Andiamo a vedere quali sono i giornali più piccoli che ne usufruiscono.
- L’Avanti, giornale del Partito Socialista, diretto dall’ormai famosissimo Valter Lavitola, che nel 2010 ha ricevuto 2,5 milioni. Dichiara meno di 2 mila euro ricavati con gli abbonamenti e 972 mila copie vendute all’anno, circa 2.500 al giorno. Ci lavorano 15 giornalisti, costo del personale 642 mila euro l’anno.
- Liberazione di Dino Greco, di stampo comunista, ha incassato 3,3 milioni, vende 3 mila copie al giorno e conta 750 abbonati.
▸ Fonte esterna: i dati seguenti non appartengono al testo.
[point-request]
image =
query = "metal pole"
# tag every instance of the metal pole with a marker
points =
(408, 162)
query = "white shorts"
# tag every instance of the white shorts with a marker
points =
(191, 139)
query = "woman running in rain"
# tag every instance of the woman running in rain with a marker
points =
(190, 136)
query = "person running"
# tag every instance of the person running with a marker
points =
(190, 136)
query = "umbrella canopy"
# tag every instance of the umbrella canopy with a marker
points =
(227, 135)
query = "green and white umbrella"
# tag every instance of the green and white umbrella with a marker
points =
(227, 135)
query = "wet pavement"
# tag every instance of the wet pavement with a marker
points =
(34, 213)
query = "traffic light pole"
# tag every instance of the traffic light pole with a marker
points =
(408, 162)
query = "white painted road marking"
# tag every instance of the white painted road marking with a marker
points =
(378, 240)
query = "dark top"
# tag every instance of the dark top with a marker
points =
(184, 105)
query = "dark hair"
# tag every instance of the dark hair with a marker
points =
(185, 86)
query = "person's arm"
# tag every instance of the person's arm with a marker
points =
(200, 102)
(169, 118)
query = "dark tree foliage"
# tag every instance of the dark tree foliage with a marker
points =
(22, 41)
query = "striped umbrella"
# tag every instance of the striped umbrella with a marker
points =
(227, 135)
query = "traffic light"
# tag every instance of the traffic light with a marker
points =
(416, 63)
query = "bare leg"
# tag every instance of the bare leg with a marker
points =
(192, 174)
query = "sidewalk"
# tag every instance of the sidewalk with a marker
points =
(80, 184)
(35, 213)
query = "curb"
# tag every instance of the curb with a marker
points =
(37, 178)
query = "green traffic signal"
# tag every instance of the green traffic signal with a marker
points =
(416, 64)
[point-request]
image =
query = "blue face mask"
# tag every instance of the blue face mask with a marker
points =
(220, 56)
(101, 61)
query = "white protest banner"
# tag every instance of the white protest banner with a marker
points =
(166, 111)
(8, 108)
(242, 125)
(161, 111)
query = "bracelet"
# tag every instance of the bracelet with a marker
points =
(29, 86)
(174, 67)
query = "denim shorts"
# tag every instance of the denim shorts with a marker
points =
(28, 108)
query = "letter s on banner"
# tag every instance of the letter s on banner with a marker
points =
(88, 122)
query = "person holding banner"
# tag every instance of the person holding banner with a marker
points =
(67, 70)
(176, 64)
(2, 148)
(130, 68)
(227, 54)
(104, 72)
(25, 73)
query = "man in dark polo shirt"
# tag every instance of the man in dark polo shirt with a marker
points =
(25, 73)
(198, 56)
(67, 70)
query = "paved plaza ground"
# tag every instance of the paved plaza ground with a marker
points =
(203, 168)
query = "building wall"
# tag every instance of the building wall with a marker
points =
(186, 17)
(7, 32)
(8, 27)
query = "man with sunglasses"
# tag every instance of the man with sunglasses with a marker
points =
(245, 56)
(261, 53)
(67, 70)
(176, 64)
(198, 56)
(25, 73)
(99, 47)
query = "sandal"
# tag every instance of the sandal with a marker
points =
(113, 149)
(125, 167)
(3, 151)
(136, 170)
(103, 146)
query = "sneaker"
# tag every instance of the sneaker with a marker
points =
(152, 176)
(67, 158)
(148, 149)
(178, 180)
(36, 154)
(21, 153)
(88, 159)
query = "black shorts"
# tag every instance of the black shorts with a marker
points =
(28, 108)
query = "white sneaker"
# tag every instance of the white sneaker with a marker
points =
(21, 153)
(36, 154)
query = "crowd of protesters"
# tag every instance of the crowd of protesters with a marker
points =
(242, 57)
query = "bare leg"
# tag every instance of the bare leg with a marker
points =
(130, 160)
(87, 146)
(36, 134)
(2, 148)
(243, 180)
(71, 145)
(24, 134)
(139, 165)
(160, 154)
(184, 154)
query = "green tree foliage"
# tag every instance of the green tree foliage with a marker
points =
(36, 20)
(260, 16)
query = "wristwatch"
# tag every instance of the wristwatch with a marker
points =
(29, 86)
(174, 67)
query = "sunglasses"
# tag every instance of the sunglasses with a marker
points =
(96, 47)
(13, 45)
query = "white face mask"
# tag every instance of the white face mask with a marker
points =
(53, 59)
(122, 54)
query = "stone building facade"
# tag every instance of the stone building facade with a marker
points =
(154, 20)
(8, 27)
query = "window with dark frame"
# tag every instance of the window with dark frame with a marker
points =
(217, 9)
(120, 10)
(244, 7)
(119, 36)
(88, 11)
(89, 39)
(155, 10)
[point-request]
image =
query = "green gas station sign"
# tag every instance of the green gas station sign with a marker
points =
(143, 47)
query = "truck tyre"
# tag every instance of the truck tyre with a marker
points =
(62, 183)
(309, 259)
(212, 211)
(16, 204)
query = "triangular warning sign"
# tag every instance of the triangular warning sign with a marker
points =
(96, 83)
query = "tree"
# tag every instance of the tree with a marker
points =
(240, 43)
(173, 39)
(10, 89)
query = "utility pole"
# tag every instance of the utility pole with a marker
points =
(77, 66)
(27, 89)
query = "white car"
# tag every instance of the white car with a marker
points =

La redazione è composta anche qui da 15 giornalisti.
- La Padania, quotidiano del Carroccio, è guidato da Leonardo Boriani. Ha potuto godere di 3,8 milioni dallo Stato. Vende 5 mila copie al giorno, poche per bocca dello stesso direttore, e il costo del personale ammonta a 2,25 milioni nonostante i recenti tagli.
- Secolo d’Italia, diretto da Marcello de Angelis. Ha usufruito di quasi tre milioni nonostante sia in edicola 260 volte l’anno e venda appena 700 copie al giorno. Impiega 39 persone e per qualche motivo 8 sono impiegati e 8 operai.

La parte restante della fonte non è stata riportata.